Bennu has been through a lot in its lifetime. It formed between around 100 million years and one billion years ago, when it broke away from a larger ‘parent’ body during a cosmic collision in the Solar System’s asteroid belt. But Bennu has retained traces of its parent. While orbiting the asteroid, OSIRIS-REx detected that some of the boulders on Bennu are shot through with veins of ancient carbon-rich material known as carbonate. The carbonate probably formed when ice melted and trickled through the parent body, causing watery reactions inside its rocks.

In this video, OSIRIS-REx rehearses the approach it'll take to Bennu's surface. Here, the craft's imager captures the sampling arm descending to within 40 metres of the asteroid over about a 14-minute period. Credit: NASA/Goddard/University of Arizona

“I was surprised” at seeing these veins, says Hannah Kaplan, a planetary scientist at NASA’s Goddard Space Flight Center in Greenbelt, Maryland, and lead author of the Science paper3 that announced the discovery. They measure centimetres wide and can stretch more than a metre long — much bigger than carbonate veins seen in some meteorites. According to Lauretta, the large veins suggest that Bennu’s parent body once had a massive system of hot water flowing through it — meaning that it had lots of active geology. Some fragments of these carbonates might lie on the ground at Nightingale and be picked up by OSIRIS-REx.

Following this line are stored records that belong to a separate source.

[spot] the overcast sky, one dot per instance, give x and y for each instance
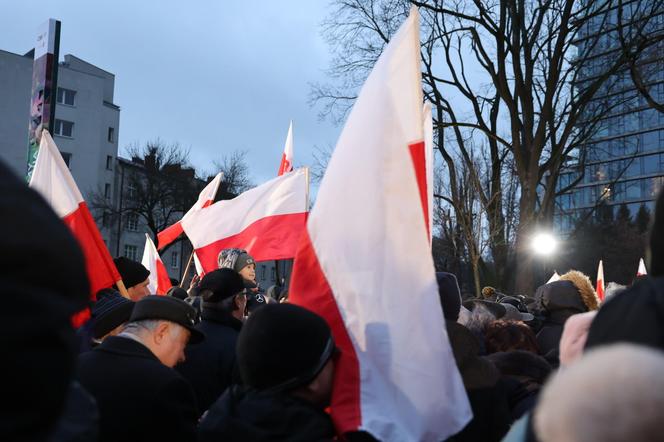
(213, 75)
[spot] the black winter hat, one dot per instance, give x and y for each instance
(132, 272)
(450, 295)
(223, 283)
(171, 309)
(109, 312)
(283, 346)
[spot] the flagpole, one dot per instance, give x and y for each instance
(186, 269)
(306, 198)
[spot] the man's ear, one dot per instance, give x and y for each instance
(161, 332)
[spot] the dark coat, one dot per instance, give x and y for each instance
(139, 398)
(209, 366)
(486, 394)
(243, 414)
(523, 375)
(556, 302)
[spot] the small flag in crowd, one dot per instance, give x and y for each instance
(365, 250)
(600, 281)
(52, 179)
(205, 199)
(287, 157)
(159, 282)
(266, 221)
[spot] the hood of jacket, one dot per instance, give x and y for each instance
(243, 414)
(573, 292)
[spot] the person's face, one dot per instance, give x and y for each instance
(139, 291)
(249, 272)
(170, 341)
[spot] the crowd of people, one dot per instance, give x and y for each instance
(223, 362)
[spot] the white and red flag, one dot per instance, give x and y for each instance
(287, 157)
(364, 264)
(52, 179)
(599, 288)
(205, 199)
(266, 221)
(158, 281)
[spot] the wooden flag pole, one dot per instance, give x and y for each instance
(122, 289)
(186, 269)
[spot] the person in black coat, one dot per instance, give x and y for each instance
(210, 366)
(285, 355)
(43, 283)
(140, 397)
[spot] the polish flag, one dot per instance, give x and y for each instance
(287, 157)
(52, 179)
(266, 221)
(159, 282)
(365, 265)
(600, 281)
(205, 199)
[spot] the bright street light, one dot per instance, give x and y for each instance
(544, 244)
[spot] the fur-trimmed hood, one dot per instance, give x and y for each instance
(573, 293)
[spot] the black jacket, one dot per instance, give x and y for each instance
(139, 398)
(243, 414)
(486, 393)
(209, 366)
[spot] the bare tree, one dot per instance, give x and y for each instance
(157, 186)
(236, 177)
(499, 70)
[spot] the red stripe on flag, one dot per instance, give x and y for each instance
(169, 234)
(272, 237)
(418, 155)
(163, 280)
(98, 262)
(310, 289)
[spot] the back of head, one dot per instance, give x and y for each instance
(220, 284)
(635, 315)
(587, 401)
(132, 272)
(510, 335)
(283, 346)
(450, 295)
(43, 276)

Researchers plan to compare the Bennu samples with the ones currently on their way back to Earth from Ryugu, the larger asteroid that JAXA’s Hayabusa2 spacecraft visited last year. “I feel like a spoiled child getting to cut two delicious cakes at my birthday,” says Queenie Hoi Shan Chan, a planetary scientist at Royal Holloway, University of London, in Egham, UK, who works on Hayabusa2. Ryugu appears to have less water-rich material on its surface than does Bennu; by comparing the samples, researchers will be able to better understand how common watery processes and organic materials are on asteroids, says Chan.

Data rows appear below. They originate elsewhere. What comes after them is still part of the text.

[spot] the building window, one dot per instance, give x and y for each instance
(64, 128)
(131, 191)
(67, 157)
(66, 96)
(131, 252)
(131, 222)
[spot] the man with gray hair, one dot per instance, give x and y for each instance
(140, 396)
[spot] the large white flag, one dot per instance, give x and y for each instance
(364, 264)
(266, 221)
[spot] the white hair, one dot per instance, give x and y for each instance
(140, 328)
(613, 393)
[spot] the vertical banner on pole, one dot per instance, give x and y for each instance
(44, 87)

Scientists will also scour Bennu’s rocks for clues about how to protect Earth from asteroids. Bennu orbits dangerously near Earth and has a small chance of smashing into the planet sometime in the twenty-second century. Studies have shown that the asteroid is more of a loosely clumped rubble pile than a solid rock. By closely examining the consistency of Bennu’s rocks, scientists could propose ways to deflect or break apart threatening near-Earth asteroids.

“Any sample from Bennu is going to be amazingly useful — a critical addition to the collection of planetary samples that we have on Earth,” says Jawin. “It probably won’t care too much that we were there and stole some of its rocks.”